商品販売を行ってお客さんが集まらないとき、多くの人は「値段を下げる」ことを行おうとします。しかし、値下げはビジネスで一番行ってはいけない手法です。

そもそも、値下げは小学生でも考えることのできる安直で脳のない行為です。このようなことをしているようでは、どれだけ頑張っても稼げるようにはなりません。

値段は上げないといけない

商品の値段によって反応する客層が変わってきます。値段が安いほど反応する人の数が増え、お客様の数は増えていきます。

そのため、前述の通り多くの経営者は値下げを行おうとします。しかし、値段を一割下げると、その元をとるためには「売上を1.5倍にしなければならない」と一般的に言われています。これが、値下げを行うほど利益が少なくなる理由です。

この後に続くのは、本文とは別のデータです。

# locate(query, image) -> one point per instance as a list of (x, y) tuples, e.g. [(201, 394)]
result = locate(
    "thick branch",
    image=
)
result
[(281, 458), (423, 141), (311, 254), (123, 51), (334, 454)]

そもそも「値段の安さ」に反応する人は、「良い顧客」になりにくいです。ライバルがあなたよりも安い値段を提示すれば、すぐにライバルの元へ移ってしまうからです。

これを回避するため、まずは差別化を行います。他の人ではできないあなた独自の商品を作り上げるのです。ここまでを行った後に「値段を上げる」ことを意識してください。

値段を上げて高いお金を払ってくれる人であるほど、良いお客様になりやすいです。あなた独自の商品に価値を見出してくれているため、何回もリピートしてくれやすくなります。そして、あなたのファンになってくれます。

「価格を下げると質の悪い客」が集まり、「価格を上げると上質の顧客」が集まるようになります。この法則は、実際にビジネスを動かしてトライ&エラーを繰り返している経営者であれば、誰もが納得してくれるのではないでしょうか。

これをセミナーに置き換えて考えてみましょう。

高額セミナーでは客層が良い

日本全国でさまざまなセミナーが開かれています。無料セミナーがあれば、3000円程度のセミナーもあります。私が開催するような1人5万円以上するセミナーもあります。この中でも、例えばあなたが無料セミナーに参加するときの場面を想像してみてください。

当日、雨が降っていれば「こんな日に外に出るのは面倒だ」と考え、どうせ無料セミナーだからという理由で連絡もなくキャンセルするかもしれません。

急に友達との予定が入った場合、そちらを優先してセミナーへは出席しないかもしれません。たとえ遅刻をしても、そこまで重くは受け取らないでしょう。

一方、これが参加費5万円のセミナーであればどうでしょうか。少なくとも、遅刻や欠席をしようとは考えないはずです。講師が言うことを一つも逃さないように聞き入り、セミナー中に眠ることもありません。質問も積極的に行います。

それだけ集中して聞いているため、セミナー中に多くの学びを得ることができます。そのため、セミナーが終わった後は大きな満足を感じることでしょう。

このようなことから、高額セミナーであるほどお客様の満足度は高くなります。対価に見合うサービスを提供することは前提ですが、ビジネスでは「高額商品であるほどお客様は満足し、ファンになってくれる」ようになるのです。

そのため、質の高いお客様を集めたいのであれば値段を高く設定しましょう。私の例を挙げますと、前述の通り参加費5万円のセミナーを開いたことがあります。私が高額セミナーを開催した理由としては、次のようなものがあります。

全国から参加してほしい

地方から参加する場合、移動費だけで何万円もかかります。わずか3000円のセミナーに遠くから参加しようと思う人は少数です。

そこで、値段を高額に設定する代わりに、それに見合うだけの内容を詰め込んだセミナーにしようと考えました。

ブランド化を図る

先に述べた通り、値段の安いセミナーには「それなりの人」が集まってきます。これを回避するため、「集まってくるお客様の質」を確保しようと考えました。

また、3000円でセミナーを行う講師は「その程度のセミナー講師」と判断されます。そうではなく、「高額セミナーを行う講師」としてブランドを作るために価格を高く設定しました。

もちろん、高額セミナーであるほど来る人数は少なくなります。そこで、受講者を集めるためにのマーケティングはしっかりと行わなければなりません。高額セミナーは大きなメリットがあります。しかし、「集客が難しい」というデメリットもあるのです。

これを踏まえた上で、私が行った初開催のセミナーは1人5万円で実施することにしました。結果だけを言うと50人程度の方が集まり、とても満足度の高いセミナーに仕上げることができました。

値段を下げるのではありません。他との差別化やマーケティングをしっかり行い、高額商品によって質の高いお客様を集めることがビジネスでは重要です。